AThank you! You have been very nice and helpful, Nancy

cakebaby2 Posted 27 Feb 2014 , 8:11am

A

Original message sent by BeesKnees578

Thank you!  Sometimes passing out advice, I feel like I sound like a know-it-all!

I am soooo not.  For instance, I baked two cakes yesterday (same flavor).  One, I used parchment.  The 2nd, I did not.  Wouldn't you know it, the 2nd one stuck and had to rebake everything today!  I have been doing this for over 10 years....you'd think I would know better!  Almost EVERY time I make a cake, I make some crazy rookie mistake! 

Funny thing, I can TOTALLY predict when/why it's going to happen, but continue on anyway!

I look at other artists here and think I have no talent - you can separate the true Artists from the talented Crafty people.  At least in the way of competition-ready cakes.  A lot of that is because it's hard to find people willing to pay for such elaborate decorations. 

Take every opportunity to learn.  And even when we think we are an expert at something, someone comes along and shows you a new way to do it and it becomes a total time-saver.  You just smack yourself and say "that's sooo obvious...why didn't I think of that?"  You are always learning!

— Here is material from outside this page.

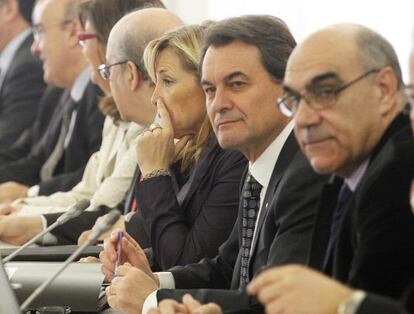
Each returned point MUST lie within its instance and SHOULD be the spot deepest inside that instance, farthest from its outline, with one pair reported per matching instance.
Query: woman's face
(181, 93)
(92, 51)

You are not a know-it-all (well compared to me you are......in a good way) I love reading your posts and the other folk who've blazed the trail already. I've made dozens of real good cakes from scratch over then years for my kids in laws and friends so I know I can bake but I am a florist not a pro baker and I have my daughters wedding this year for a 4 tier cake literally dripping fondant flowers. I am terrified. Why? Because it's the first 4 stacked cake I've ever done. I'm practicing weekly with dummies but I know I won't feel good till that cake is in the middle of the room. I'm taking no chances just a tried and trusted recipe , now is not the time to be adventurous.

JWinslow Posted 27 Feb 2014 , 6:01pm

Quote:

Originally Posted by cakebaby2 


You are not a know-it-all (well compared to me you are......in a good way) I love reading your posts and the other folk who've blazed the trail already. I've made dozens of real good cakes from scratch over then years for my kids in laws and friends so I know I can bake but I am a florist not a pro baker and I have my daughters wedding this year for a 4 tier cake literally dripping fondant flowers. I am terrified. Why? Because it's the first 4 stacked cake I've ever done. I'm practicing weekly with dummies but I know I won't feel good till that cake is in the middle of the room. I'm taking no chances just a tried and trusted recipe , now is not the time to be adventurous.

 

Congratulations to your daughter!  Practicing with dummies is always a  good idea but in the case of a 4 tier real cake, have you given any thought to a support system?  Four tiers is very heavy and you sure don't need anything shifting on you so you can enjoy the wedding.